AIJ: Acometimento de quadris, coluna cervical, sacroilíacas, ou doença sistêmica grave → pior prognóstico funcional.
Em Artrite Idiopática Juvenil, o envolvimento de grandes articulações como o quadril, especialmente em crianças pequenas, é um marcador de pior prognóstico funcional a longo prazo, indicando maior risco de deformidades e necessidade de intervenções mais agressivas.
A Artrite Idiopática Juvenil (AIJ) é a doença reumática crônica mais comum na infância, caracterizada por artrite persistente por pelo menos 6 semanas em crianças menores de 16 anos. Sua etiologia é multifatorial, envolvendo fatores genéticos e ambientais. A importância clínica reside na prevenção de danos articulares irreversíveis, deformidades e complicações extra-articulares, como a uveíte, que podem comprometer a qualidade de vida da criança. O diagnóstico da AIJ é clínico, baseado nos critérios da International League of Associations for Rheumatology (ILAR), que classificam a doença em sete subtipos. A suspeita deve surgir em crianças com dor e inchaço articular persistentes, claudicação ou limitação de movimento. A avaliação inclui exames laboratoriais (VHS, PCR, FAN, FR) e de imagem (radiografias, ultrassonografia, ressonância magnética) para avaliar a extensão e a gravidade do acometimento. O tratamento da AIJ visa controlar a inflamação, aliviar a dor, preservar a função articular e prevenir danos. Inclui anti-inflamatórios não esteroides (AINEs), corticosteroides, drogas modificadoras da doença (DMARDs) como metotrexato e agentes biológicos. Fatores de pior prognóstico, como o acometimento do quadril, da coluna cervical ou das articulações sacroilíacas, e a presença de doença sistêmica grave, exigem uma abordagem terapêutica mais agressiva e um acompanhamento rigoroso para otimizar os resultados funcionais e a longo prazo.

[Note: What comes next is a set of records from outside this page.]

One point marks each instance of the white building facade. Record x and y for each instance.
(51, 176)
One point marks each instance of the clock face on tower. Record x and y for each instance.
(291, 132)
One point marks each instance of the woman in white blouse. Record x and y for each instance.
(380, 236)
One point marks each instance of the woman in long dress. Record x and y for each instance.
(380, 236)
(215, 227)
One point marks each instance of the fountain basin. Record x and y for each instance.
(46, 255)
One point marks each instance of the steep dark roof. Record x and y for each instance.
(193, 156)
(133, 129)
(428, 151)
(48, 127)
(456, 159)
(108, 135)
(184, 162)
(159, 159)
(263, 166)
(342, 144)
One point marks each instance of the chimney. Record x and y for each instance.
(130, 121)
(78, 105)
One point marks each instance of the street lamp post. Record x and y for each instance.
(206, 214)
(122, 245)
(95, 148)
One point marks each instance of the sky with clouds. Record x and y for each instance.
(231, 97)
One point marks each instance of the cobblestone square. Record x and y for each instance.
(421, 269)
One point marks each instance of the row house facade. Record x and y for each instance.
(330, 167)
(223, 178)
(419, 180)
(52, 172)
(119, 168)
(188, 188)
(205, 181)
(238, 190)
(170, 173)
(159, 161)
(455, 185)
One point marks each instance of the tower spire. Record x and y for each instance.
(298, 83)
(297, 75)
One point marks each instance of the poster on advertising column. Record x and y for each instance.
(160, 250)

Os principais subtipos incluem oligoarticular, poliarticular (FR+ e FR-), sistêmica, psoriásica, relacionada à entesite e indiferenciada, cada um com características clínicas e prognósticas distintas.

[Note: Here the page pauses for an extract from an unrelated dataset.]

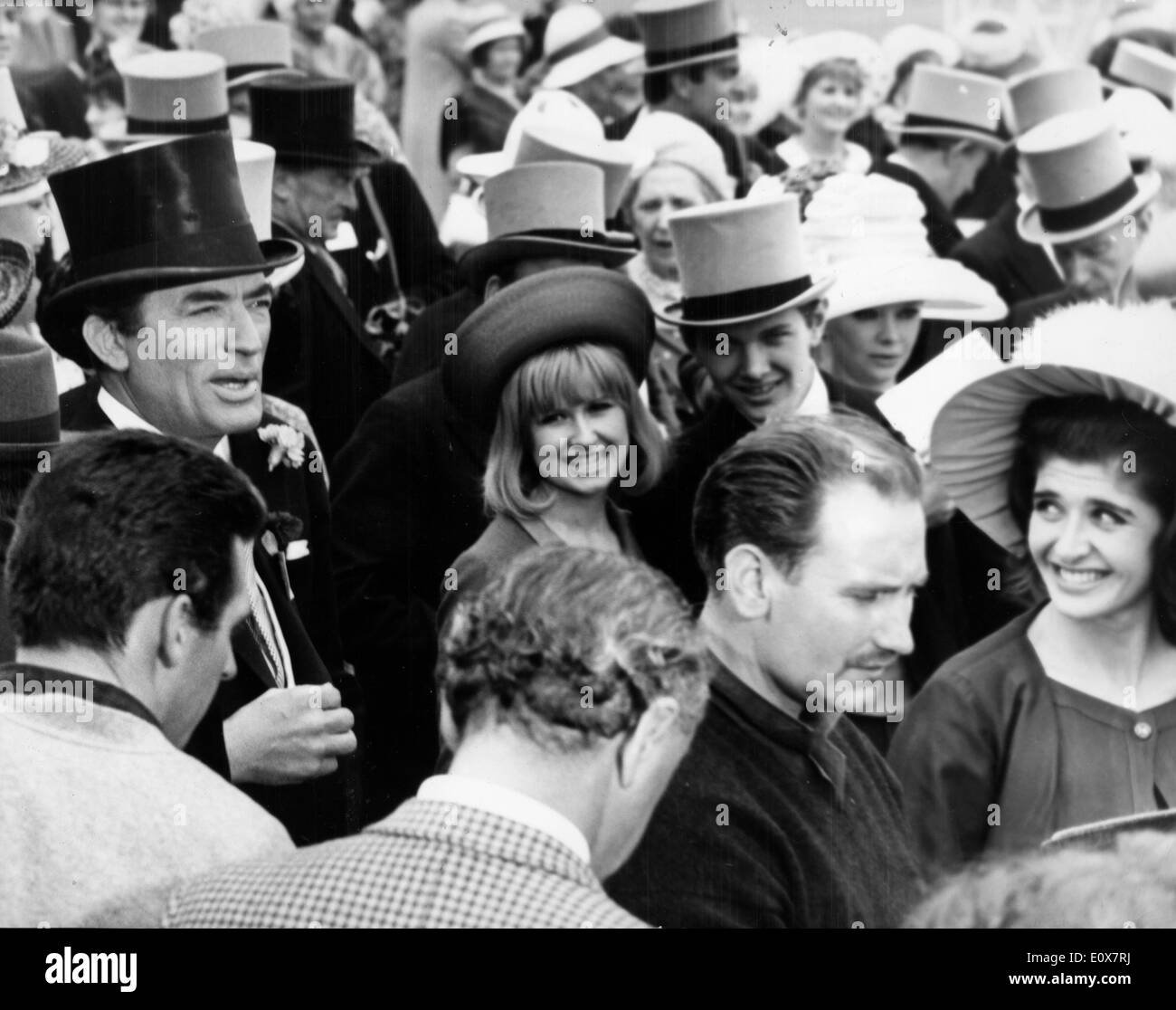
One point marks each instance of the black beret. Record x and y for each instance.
(553, 309)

O envolvimento do quadril na AIJ está associado a maior risco de dor crônica, limitação funcional grave, necessidade de cirurgias e pior qualidade de vida devido à sua importância na mobilidade e sustentação de peso.
Uveíte anterior é comum na AIJ oligoarticular e pode levar à cegueira se não tratada. Febre, rash e esplenomegalia são típicas da AIJ sistêmica, indicando atividade inflamatória sistêmica.